Plural news and views on Sudan

Sudan accuses Eritrea of threatening peace deal

By Irwin Arieff

UNITED NATIONS, June 18 (Reuters) – Sudan accused Eritrea on Friday of trying to derail a deal to end a two-decade civil war in southern Sudan and called on the U.N. Security Council to prevent its northeast African neighbor from succeeding.

Eritrea “has insisted on remaining an instrument of sabotage of peace in the Sudan, seeking to encourage, embrace, prepare and equip groups bent on disrupting its security and stability,” Sudan’s U.N. ambassador, Elfatih Erwa, said.

“We appeal to the council not to be unmindful of such activities and to take the necessary action to discourage and put a stop to them,” Erwa said in a statement prepared for the Security Council. He did not offer any specifics.

Erwa said he meant to read the statement to the 15-nation U.N. body last week, but the council rejected a request that he be allowed to address it.

The council was meeting to adopt a resolution authorizing a U.N. advance team to quickly assess peacekeeping needs in southern Sudan, where agreements reached earlier this month have paved the way for an end to Africa’s longest civil war.

Secretary-General Kofi Annan has named Jan Pronk, a former senior U.N. envoy and Dutch environment minister, to be his special representative to Sudan as a U.N. peacekeeping mission there shapes up, U.N. officials said on Friday.
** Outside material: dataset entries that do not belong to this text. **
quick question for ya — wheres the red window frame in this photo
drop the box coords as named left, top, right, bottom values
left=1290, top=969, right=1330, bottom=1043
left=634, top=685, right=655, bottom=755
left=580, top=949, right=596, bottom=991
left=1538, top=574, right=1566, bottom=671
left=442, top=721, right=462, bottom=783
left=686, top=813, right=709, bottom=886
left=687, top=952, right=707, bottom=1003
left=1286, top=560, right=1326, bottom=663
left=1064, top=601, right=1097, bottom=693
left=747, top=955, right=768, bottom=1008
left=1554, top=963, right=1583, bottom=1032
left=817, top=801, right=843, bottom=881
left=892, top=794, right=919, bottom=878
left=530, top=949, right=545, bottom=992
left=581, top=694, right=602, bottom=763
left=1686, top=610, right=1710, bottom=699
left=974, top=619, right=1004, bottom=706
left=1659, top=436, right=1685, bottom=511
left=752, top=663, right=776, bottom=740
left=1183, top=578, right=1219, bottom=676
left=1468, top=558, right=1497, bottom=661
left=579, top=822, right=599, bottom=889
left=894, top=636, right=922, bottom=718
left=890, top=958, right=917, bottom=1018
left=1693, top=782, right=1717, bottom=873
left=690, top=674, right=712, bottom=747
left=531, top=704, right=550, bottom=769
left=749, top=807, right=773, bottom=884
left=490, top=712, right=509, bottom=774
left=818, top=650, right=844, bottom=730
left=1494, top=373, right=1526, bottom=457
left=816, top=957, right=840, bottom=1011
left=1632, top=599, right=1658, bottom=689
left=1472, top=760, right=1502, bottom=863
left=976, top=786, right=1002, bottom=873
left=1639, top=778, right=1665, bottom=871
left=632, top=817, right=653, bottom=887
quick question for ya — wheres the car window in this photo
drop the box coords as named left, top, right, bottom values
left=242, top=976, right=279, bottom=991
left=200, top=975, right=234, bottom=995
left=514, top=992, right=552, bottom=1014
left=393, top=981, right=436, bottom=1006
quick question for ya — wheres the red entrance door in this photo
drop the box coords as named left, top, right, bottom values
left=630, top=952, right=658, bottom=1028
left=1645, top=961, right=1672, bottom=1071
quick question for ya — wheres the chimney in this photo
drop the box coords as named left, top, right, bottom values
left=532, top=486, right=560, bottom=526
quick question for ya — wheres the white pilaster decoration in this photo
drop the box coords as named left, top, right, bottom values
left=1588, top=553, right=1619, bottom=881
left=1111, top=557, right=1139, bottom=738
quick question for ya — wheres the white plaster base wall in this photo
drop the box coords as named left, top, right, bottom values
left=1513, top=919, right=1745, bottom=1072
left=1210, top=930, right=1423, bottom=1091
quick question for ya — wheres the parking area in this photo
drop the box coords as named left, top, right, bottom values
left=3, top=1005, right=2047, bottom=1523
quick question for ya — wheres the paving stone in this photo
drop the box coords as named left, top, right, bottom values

Relations are poor between Sudan, a northeast African nation of some 35 million people about a quarter the size of the United States, and Eritrea, a small state of four million.

Bomb attacks in western Eritrea have become regular occurrences in recent months. The Eritrean government blames them on Islamic groups backed by the Sudanese government, which has consistently denied involvement.

Sudan has been mired in civil war for all but 11 of the 48 years since its independence from Britain in 1956.

The war in the south, a conflict between the Arab Muslim north and black animist or Christian south is fueled by religion, oil, and ethnic and political divisions. It erupted in 1983 and has killed more than 2 million people.

The Sudan government in Khartoum and the rebel Sudan People’s Liberation Movement signed a collection of protocols in the Kenyan capital of Nairobi earlier this month as a prelude to a comprehensive peace deal expected to be nailed down within the next two months.